Single by Davido

from the album A Good Time
- Released: 2 June 2017
- Recorded: 2017
- Genre: Afrobeats
- Label: DMW; Sony;
- Songwriters: David Adeleke; Ayoola Agboola;
- Producer: Kiddominant

Davido singles chronology
| "My Story" (2017) | "Fall" (2017) | "Ladies (Remix)" (2017) |

Music video
- "Fall" on YouTube

= Fall (Davido song) =

2017 single by Davido

"Fall" is a song by Nigerian singer Davido. It was released on 2 June 2017 as the second single from his second studio album, A Good Time (2019). The song was produced by Nigerian record producer Kiddominant. On 25 June 2017, "Fall" was ranked second on Playdata charts' list of the Most Played Songs in Nigeria. According to Rolling Stone magazine, "Fall" was one of the top-100-most-Shazam-searched singles in America in January 2019, and was a top-10 record on Shazam in New York.

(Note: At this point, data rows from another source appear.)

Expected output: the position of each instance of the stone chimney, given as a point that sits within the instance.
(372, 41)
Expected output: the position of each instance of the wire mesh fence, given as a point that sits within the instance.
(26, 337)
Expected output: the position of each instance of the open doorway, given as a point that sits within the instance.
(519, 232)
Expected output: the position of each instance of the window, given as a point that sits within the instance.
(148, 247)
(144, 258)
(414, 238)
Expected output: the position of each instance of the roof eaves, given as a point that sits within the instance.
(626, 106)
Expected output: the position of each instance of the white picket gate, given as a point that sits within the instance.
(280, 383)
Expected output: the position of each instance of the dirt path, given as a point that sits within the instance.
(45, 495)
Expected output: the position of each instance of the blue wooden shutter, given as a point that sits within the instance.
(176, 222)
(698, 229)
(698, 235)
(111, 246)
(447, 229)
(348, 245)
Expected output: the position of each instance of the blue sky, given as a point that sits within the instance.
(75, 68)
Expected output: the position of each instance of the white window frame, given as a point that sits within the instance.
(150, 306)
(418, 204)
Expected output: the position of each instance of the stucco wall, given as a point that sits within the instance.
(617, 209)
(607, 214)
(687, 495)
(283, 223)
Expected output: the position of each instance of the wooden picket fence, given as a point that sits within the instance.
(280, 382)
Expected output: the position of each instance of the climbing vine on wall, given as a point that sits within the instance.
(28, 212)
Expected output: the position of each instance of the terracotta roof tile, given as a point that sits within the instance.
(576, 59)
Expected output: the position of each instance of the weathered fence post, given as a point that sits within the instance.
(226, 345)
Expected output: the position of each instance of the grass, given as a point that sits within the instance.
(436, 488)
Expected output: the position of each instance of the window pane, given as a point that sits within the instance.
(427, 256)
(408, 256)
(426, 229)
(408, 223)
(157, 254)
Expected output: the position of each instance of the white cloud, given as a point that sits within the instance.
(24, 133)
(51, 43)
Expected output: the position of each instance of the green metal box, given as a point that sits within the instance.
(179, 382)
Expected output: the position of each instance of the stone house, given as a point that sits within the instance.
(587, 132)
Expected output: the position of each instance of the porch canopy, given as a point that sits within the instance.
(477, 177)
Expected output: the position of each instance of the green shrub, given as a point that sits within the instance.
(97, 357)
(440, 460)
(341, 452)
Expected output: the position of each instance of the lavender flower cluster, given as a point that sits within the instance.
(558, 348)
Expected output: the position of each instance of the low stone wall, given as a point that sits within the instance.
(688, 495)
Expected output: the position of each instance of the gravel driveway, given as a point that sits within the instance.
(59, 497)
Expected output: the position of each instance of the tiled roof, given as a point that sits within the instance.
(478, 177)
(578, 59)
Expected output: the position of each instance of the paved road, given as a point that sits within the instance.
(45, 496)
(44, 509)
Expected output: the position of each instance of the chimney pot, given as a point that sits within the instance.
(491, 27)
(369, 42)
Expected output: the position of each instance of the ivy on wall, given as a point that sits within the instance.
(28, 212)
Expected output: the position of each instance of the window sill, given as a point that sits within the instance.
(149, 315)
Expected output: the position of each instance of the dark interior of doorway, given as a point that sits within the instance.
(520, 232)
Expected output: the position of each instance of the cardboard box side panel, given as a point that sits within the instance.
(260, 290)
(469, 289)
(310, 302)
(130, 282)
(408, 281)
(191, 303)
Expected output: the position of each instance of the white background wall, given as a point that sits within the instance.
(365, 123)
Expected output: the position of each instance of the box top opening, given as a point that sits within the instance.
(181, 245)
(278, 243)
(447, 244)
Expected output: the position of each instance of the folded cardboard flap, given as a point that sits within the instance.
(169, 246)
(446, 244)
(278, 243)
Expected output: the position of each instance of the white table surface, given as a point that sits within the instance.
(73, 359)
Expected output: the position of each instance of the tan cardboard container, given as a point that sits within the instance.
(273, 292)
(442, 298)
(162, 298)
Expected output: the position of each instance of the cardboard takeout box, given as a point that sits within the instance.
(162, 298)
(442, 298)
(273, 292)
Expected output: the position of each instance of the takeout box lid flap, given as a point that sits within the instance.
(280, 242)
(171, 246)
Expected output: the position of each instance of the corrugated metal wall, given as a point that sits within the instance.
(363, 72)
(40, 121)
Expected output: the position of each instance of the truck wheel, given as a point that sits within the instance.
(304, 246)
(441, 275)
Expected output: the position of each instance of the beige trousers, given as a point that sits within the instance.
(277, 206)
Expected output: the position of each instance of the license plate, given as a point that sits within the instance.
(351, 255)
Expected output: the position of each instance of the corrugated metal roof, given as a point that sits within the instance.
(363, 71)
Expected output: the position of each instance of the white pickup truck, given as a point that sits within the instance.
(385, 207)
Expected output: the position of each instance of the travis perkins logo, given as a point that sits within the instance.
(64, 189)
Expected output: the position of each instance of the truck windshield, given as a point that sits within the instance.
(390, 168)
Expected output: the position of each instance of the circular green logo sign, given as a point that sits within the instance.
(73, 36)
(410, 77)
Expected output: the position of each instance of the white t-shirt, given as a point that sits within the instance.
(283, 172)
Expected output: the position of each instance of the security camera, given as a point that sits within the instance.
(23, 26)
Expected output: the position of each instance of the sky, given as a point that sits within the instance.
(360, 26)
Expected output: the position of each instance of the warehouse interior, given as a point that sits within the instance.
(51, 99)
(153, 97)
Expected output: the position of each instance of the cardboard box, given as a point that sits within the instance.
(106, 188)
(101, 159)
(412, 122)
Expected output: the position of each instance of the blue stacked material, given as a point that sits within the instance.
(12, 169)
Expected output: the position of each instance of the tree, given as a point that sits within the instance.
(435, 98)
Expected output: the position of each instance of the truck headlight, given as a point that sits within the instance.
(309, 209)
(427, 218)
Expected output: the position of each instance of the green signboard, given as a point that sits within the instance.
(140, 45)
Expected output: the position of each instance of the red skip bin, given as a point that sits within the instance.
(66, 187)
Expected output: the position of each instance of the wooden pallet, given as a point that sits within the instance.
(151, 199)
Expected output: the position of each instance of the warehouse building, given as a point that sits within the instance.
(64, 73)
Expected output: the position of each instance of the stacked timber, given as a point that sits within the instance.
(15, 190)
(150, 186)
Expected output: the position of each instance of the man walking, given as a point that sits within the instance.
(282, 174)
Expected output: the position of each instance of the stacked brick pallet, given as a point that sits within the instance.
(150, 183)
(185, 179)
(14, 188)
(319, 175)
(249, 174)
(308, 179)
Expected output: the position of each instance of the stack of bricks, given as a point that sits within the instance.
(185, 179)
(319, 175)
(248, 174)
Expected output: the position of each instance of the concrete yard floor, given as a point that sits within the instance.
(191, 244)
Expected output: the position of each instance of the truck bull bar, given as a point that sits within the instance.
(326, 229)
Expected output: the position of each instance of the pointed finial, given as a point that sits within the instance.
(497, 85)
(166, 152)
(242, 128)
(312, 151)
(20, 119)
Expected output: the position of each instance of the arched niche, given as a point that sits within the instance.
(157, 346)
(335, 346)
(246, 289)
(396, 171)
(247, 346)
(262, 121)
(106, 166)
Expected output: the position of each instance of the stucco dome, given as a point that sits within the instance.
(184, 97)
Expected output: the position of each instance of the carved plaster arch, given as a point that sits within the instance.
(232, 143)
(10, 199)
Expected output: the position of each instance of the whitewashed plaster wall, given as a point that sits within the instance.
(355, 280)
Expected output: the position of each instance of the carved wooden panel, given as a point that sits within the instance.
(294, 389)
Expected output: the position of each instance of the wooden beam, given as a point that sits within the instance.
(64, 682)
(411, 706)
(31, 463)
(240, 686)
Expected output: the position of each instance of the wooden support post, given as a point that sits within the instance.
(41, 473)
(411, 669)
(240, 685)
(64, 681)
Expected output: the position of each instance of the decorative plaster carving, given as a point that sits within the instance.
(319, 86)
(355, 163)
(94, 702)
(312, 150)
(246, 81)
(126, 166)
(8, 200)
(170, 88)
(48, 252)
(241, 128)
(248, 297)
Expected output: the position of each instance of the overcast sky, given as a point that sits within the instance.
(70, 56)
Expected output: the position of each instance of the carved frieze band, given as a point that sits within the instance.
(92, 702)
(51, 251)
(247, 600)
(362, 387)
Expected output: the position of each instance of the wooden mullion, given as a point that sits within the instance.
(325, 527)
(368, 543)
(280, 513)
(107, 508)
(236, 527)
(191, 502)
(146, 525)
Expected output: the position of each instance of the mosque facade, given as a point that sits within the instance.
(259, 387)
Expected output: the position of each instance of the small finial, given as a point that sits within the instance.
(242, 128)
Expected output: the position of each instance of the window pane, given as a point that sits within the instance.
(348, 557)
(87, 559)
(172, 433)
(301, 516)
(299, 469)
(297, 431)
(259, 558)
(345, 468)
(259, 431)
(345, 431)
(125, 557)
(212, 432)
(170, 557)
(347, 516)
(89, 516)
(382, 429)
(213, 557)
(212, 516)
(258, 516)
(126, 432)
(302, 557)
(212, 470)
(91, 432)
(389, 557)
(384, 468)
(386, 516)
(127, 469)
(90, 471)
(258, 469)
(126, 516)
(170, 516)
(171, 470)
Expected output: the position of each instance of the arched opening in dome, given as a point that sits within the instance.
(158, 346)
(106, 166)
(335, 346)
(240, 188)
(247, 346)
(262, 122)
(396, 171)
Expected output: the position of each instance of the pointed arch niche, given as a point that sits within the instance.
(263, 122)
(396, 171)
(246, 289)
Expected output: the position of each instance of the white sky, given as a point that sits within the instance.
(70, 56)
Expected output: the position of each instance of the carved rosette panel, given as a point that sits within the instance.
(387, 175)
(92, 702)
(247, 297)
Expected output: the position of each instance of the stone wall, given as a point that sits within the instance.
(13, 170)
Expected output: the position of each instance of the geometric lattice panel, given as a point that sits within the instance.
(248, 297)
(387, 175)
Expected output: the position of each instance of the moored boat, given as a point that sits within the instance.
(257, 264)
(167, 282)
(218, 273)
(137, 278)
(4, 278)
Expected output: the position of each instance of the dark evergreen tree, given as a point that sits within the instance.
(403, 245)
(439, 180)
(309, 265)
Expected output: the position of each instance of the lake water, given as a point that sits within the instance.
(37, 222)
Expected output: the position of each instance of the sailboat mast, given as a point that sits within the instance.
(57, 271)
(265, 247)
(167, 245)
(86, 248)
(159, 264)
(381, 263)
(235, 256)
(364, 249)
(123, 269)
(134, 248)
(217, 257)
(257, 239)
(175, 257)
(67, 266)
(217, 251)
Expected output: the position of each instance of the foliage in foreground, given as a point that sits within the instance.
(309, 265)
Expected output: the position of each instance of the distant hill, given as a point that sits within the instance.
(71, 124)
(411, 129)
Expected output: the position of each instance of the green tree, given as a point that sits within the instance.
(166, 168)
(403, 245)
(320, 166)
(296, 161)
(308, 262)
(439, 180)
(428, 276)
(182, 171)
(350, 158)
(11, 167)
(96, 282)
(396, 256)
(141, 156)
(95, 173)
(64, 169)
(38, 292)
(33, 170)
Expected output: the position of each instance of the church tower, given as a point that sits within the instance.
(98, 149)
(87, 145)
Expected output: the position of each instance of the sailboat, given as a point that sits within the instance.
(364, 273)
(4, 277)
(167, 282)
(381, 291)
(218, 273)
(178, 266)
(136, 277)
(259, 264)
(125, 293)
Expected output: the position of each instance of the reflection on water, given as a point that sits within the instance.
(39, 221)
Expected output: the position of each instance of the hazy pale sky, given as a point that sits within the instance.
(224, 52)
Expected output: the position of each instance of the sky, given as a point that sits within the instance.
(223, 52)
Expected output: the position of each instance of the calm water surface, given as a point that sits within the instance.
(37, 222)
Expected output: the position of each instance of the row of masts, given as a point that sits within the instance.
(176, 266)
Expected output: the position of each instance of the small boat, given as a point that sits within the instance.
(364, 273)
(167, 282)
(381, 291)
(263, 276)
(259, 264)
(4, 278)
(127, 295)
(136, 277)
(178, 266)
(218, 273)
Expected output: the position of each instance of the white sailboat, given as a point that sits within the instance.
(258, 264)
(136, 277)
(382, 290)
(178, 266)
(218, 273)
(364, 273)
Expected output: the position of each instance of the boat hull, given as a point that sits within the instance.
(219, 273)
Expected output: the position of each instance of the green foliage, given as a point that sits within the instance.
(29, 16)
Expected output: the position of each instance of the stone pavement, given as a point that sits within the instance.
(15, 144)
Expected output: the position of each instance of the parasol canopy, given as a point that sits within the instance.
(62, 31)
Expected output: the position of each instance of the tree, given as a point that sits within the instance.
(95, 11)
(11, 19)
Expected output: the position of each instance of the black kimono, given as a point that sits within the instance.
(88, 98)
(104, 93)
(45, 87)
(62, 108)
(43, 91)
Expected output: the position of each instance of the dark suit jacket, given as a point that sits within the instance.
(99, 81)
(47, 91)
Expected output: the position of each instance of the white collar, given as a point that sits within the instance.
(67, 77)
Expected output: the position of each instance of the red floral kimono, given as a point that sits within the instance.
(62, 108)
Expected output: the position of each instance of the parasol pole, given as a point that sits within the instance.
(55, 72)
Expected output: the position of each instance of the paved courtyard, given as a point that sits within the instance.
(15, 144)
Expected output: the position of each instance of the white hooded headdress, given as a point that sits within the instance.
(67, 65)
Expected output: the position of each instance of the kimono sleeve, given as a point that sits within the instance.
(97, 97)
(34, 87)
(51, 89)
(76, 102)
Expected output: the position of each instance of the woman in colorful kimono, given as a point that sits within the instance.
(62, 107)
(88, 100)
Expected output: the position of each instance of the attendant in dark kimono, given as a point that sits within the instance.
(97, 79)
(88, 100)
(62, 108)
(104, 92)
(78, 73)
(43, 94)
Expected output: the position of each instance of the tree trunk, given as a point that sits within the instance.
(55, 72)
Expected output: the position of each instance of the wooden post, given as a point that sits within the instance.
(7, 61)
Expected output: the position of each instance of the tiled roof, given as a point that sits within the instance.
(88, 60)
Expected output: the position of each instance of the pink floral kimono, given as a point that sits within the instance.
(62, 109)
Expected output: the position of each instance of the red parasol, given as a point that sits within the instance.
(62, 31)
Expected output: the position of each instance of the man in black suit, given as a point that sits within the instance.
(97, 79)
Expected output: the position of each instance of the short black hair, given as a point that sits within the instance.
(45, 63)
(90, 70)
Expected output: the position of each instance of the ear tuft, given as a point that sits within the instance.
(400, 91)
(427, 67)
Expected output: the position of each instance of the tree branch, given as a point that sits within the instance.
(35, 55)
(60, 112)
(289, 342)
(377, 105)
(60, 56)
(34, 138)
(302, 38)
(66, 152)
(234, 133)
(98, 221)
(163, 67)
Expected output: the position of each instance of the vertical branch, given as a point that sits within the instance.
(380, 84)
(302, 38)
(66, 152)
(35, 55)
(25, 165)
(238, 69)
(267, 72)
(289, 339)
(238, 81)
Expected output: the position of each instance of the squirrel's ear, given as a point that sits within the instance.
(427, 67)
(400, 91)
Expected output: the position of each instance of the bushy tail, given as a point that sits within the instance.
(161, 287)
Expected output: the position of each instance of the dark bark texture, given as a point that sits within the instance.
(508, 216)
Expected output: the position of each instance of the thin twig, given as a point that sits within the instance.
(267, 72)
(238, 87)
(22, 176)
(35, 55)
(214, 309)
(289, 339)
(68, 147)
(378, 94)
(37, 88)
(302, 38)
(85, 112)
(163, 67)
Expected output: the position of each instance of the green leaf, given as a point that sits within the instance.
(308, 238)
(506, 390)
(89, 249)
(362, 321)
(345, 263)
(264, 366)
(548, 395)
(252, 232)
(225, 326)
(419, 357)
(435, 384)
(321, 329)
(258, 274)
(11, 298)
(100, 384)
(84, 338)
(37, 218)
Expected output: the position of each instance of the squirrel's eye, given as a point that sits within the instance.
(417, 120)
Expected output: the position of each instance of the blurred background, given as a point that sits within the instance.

In February 2019, "Fall" became the longest charting Nigerian pop song in Billboard history. It was ranked 163 on Pitchforks list of the 200 Best Songs of the 2010s. As of May 2025, "Fall" has received over 100 million streams on Spotify, and has been certified platinum by the RIAA and Music Canada.

==Background==
Davido recorded "Fall" in 2017, and a snippet of it was leaked in May that year. The track contains a sample of Kojo Funds' single "Dun Talking". Following accusations of plagiarism from fans, Davido told Metros Tobi Akingbade that he was inspired by "Dun Talking", and contacted Kojo Funds before releasing "Fall". The song was the first Afrobeats song to be certified gold in the U.S. In February 2019, Busta Rhymes and his artist Prayah released a remix of "Fall". Rhymes used Instagram to build hype around the song before releasing it. However, their version was taken down by YouTube under a directive from Sony Music.

==Music video==
The accompanying music video for "Fall" was directed by Daps. In December 2018, the video surpassed 100 million views, becoming the most-viewed video by a Nigerian artist on Youtube. In the video's early moments, Davido appears to be in a heated argument with his lover. He exits a Rolls-Royce after the argument and spends the rest of the video daydreaming about being with a ballerina from behind a glass window. Toye Sokunbi of The Native magazine said the video "is consistent with his lyrics that he no longer wants to be a player" and that "it comes as no surprise that he is seen at the end of the video, apparently brushing off the temptation of being with someone else".

==Charts==
===Weekly charts===

| Chart (2017–2022) | Peak position |
|---|---|
| Nigeria Airplay (Playdata charts) | 2 |
| US Afrobeats Songs (Billboard) | 18 |
| US R&B/Hip-Hop Airplay (Billboard) | 13 |
| US Hot R&B Songs (Billboard) | 25 |
| US World Digital Song Sales (Billboard) | 3 |

===Year-end charts===

| Chart (2022) | Position |
|---|---|
| US Afrobeats Songs (Billboard) | 40 |

== Certifications ==

| Region | Certification | Certified units/sales |
| Canada (Music Canada) | Platinum | 80,000^{‡} |
| France (SNEP) | Gold | 100,000^{‡} |
| New Zealand (RMNZ) | Gold | 15,000^{‡} |
| United Kingdom (BPI) | Silver | 200,000^{‡} |
| United States (RIAA) | Platinum | 1,000,000^{‡} |
^{‡} Sales+streaming figures based on certification alone.